Yumurtlama olabilmesi için kadının hormon dengesinin normal olması gerekiyor. Hormonlar eğer düzenli çalışıyorsa, her ay bir yumurtalıktan yumurtlama olur. Bir ay birinden yumurtlama olurken, diğer ay öbür yumurtalık dinlenir. Yani aynı anda iki yumurtalıktan birden yumurtlama olmaz.



*Yumurtlamanın Olup Olmadığı Nasıl Anlaşılır?

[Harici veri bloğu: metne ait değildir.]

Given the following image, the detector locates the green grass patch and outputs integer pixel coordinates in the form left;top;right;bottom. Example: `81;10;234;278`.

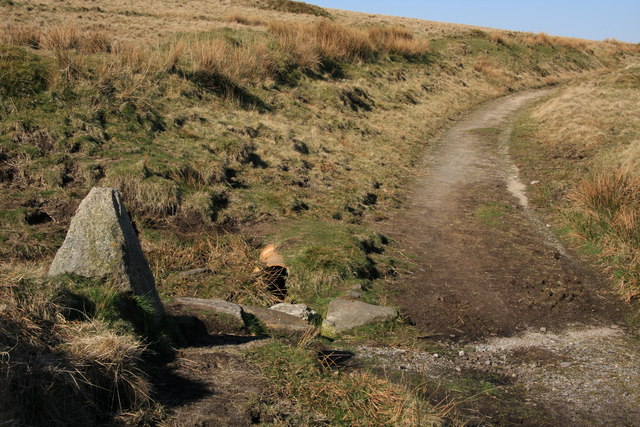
474;202;509;226
0;44;50;98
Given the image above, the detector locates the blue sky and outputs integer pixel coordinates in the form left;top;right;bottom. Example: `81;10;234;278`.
311;1;640;43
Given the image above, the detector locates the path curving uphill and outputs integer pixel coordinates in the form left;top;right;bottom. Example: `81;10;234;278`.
381;90;640;424
388;90;623;340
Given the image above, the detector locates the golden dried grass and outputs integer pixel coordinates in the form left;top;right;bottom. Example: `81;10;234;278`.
0;24;42;48
570;168;640;299
268;19;429;68
190;36;276;83
473;58;503;79
488;30;509;45
1;286;152;425
522;32;589;50
224;13;267;27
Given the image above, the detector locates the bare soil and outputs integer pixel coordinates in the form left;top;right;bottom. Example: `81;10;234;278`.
379;90;640;424
386;90;625;341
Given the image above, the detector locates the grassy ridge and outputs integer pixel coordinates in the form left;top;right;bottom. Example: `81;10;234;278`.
510;66;640;302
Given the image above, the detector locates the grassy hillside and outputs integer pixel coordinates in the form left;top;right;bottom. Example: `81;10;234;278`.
1;0;639;423
510;65;640;305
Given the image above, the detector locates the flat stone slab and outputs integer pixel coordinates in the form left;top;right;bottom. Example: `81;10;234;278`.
173;297;244;320
269;303;317;322
243;305;311;334
322;298;397;337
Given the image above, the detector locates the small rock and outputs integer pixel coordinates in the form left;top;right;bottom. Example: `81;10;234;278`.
174;297;243;320
345;290;362;299
530;180;540;185
433;353;440;358
243;305;310;334
321;298;397;337
458;350;465;357
269;303;317;322
560;362;572;368
540;327;547;332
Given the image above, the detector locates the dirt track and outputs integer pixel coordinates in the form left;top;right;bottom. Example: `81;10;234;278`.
388;90;624;341
383;90;640;424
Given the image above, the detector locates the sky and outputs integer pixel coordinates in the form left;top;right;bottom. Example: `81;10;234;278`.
311;0;640;43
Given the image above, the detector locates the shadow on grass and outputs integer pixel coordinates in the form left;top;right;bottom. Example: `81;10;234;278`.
180;70;272;112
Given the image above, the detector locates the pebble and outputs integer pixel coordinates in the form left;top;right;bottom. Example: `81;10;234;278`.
540;327;547;332
458;350;465;357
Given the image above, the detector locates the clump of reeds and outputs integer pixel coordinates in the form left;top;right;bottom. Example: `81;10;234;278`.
569;168;640;299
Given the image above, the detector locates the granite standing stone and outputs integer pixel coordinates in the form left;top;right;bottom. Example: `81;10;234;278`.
48;187;163;317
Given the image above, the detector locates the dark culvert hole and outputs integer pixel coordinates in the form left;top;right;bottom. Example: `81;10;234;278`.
25;210;52;225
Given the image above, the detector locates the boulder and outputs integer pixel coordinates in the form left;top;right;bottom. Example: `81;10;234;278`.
173;297;243;321
321;298;397;337
48;187;163;317
243;305;310;334
269;303;317;322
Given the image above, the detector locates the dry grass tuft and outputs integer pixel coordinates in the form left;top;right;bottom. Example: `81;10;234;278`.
569;168;640;298
190;36;276;83
42;26;82;51
80;31;113;54
368;25;430;57
224;13;267;27
522;32;589;50
0;24;42;48
0;285;153;425
268;20;429;68
488;30;509;45
473;58;503;79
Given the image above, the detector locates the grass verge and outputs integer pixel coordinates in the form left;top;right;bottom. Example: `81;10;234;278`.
510;66;640;301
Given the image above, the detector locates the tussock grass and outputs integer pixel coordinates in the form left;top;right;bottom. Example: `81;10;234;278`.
1;24;113;53
0;280;156;425
224;13;267;27
570;168;640;299
249;340;441;425
522;32;590;50
269;20;429;66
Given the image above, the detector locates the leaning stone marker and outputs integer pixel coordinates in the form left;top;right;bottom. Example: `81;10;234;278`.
321;298;397;338
48;187;164;317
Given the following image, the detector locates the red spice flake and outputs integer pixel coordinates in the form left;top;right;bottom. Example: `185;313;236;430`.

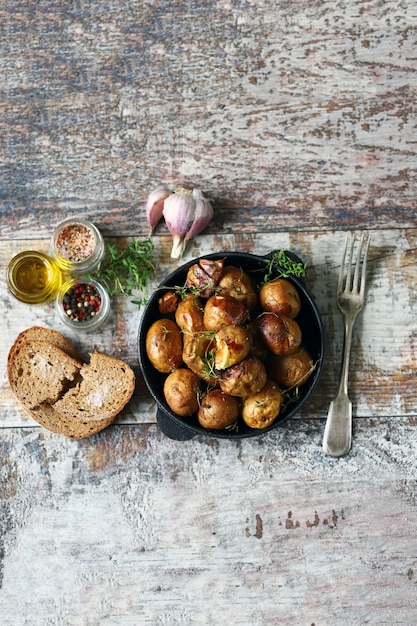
55;223;96;263
62;283;102;323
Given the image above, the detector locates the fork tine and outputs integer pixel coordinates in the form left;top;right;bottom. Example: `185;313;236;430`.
359;235;370;297
343;234;355;292
339;234;349;291
352;234;364;293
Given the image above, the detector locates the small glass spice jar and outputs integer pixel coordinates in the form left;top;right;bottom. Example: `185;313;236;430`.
7;251;63;304
50;217;105;274
55;277;111;331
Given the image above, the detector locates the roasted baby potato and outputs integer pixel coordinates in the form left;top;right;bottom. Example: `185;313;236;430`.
185;258;225;298
146;318;183;373
257;312;302;356
158;290;179;315
197;389;239;430
203;294;248;331
259;278;301;318
241;379;283;429
214;324;253;370
163;368;201;417
182;332;218;385
220;357;267;397
268;348;314;388
218;265;258;310
175;294;205;335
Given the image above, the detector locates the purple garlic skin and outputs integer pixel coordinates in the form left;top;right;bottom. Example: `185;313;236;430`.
146;187;171;235
147;185;214;259
163;188;213;259
185;189;214;241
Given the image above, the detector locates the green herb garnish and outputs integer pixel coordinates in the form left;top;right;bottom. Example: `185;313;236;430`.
263;250;306;284
89;238;155;307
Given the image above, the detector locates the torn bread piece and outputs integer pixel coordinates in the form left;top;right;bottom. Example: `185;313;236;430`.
8;339;82;410
53;350;135;422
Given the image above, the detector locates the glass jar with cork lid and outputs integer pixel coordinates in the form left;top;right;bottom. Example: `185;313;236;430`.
50;217;105;274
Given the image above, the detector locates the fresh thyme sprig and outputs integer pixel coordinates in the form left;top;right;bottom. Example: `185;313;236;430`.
89;238;155;307
263;250;306;284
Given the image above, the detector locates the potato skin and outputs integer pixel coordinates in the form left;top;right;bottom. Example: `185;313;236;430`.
268;348;314;388
259;278;301;318
203;294;248;331
257;312;302;356
198;389;239;429
214;324;253;370
218;266;258;310
220;357;267;397
241;379;283;429
163;368;201;417
146;318;183;373
185;258;225;298
182;332;218;385
175;295;205;335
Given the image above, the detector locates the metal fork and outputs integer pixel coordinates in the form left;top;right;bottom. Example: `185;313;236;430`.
322;233;371;457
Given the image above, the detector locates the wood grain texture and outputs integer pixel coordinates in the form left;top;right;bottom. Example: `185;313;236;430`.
1;419;417;625
1;1;417;239
1;1;417;622
1;228;416;430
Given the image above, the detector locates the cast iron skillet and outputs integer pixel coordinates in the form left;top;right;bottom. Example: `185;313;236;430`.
138;251;325;440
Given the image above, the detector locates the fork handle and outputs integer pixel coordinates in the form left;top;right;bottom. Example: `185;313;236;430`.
322;318;355;457
322;394;352;457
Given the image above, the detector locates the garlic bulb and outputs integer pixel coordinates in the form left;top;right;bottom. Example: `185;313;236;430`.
162;188;213;259
145;187;171;236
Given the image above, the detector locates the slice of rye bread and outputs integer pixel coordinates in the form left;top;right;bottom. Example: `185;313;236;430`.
27;403;116;439
53;350;135;422
8;339;82;410
8;326;83;362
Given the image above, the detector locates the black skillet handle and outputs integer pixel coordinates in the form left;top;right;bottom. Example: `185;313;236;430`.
156;408;196;441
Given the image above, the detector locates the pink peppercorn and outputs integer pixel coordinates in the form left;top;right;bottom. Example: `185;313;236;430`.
62;283;102;322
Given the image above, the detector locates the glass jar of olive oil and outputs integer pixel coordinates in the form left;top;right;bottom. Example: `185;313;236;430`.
7;251;63;304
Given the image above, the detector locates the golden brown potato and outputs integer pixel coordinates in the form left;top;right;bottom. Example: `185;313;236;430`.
182;332;218;385
158;290;179;315
198;389;239;430
259;278;301;318
241;379;283;429
203;294;248;331
185;258;225;298
163;368;201;417
269;348;314;388
214;324;253;370
220;357;267;397
218;265;258;310
257;312;302;356
146;319;183;373
175;294;205;335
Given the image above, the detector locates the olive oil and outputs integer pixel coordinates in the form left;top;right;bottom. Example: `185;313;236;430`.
7;251;62;304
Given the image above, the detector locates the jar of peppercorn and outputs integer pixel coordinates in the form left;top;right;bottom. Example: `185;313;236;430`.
55;278;111;331
50;217;105;274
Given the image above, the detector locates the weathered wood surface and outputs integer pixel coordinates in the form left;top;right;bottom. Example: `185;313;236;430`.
1;419;417;625
1;1;416;239
1;0;417;623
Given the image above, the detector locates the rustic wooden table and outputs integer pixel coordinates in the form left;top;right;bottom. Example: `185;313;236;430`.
1;1;417;624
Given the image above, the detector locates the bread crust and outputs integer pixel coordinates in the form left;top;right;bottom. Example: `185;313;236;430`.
7;327;135;438
8;326;83;362
8;339;82;410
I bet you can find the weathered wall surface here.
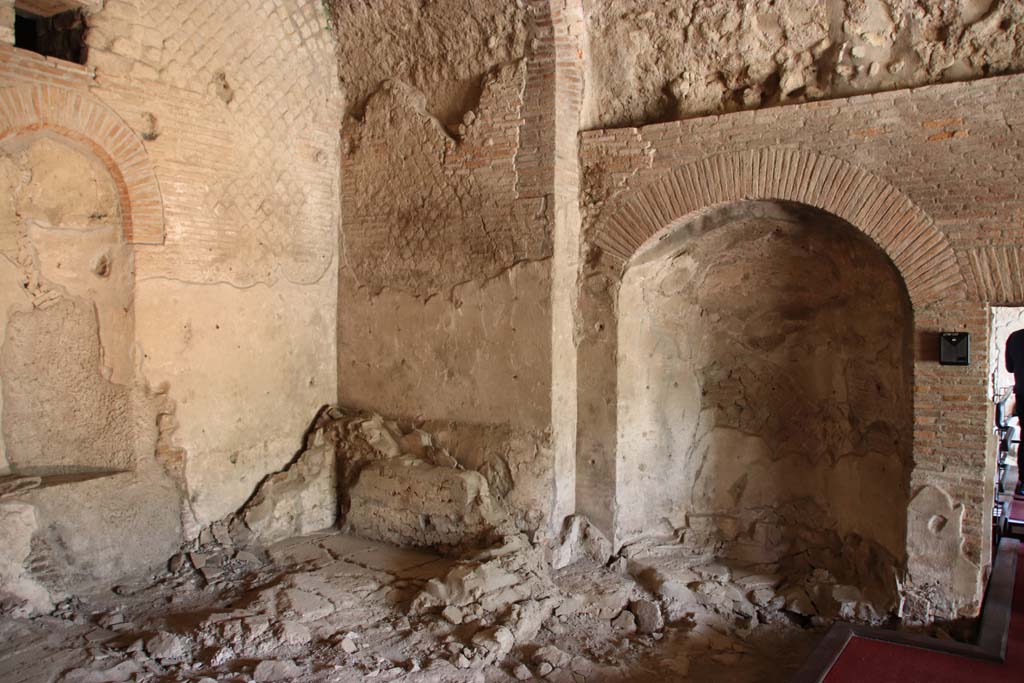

Kadının her ay adetinin 13. günü ila 17. günü arasında yumurtlama ağrısı dediğimiz bir ağrı oluşur. Kadın, her ay karnının bir tarafında gelip geçici, şiddetli olmayan bir ağrı tarif eder. Bu ağrı yumurtlamayı gösterebilir. Bu ağrı, kadınların hepsinde vardır ama ancak %60-70 i belirgin bir şekilde hissedebilir. Yani, kadınlar bazen yumurtlamayı kendileri bile hissedebilir. Kadınlarda yine adetin 13. ve 17. günleri arasında, yumurtlamadan dolayı kadınlık hormonları arttığı için rahim ağzı sıvı miktarı ve akışkanlığı da artar. Kadınlar bu dönemlerde sümüksü bir akıntının arttığını fark eder. Bu da kadınlarda yumurtlamayı gösteren bir belirtidir. Onun dışında biz doktorlar ise farklı yöntemler uygularız. Örneğin; ultrasonda yumurtlamanın olup olmadığını tespit edebiliriz. Yumurtanın gelişimini ve çapını ölçeriz. Yumurtanın 18-20 milimetre çapa gelmesi de kadında yumurtlama olduğunu gösterir. Ayrıca kadınlarda vücut ısısı da yumurtlamanın göstergelerinden biridir.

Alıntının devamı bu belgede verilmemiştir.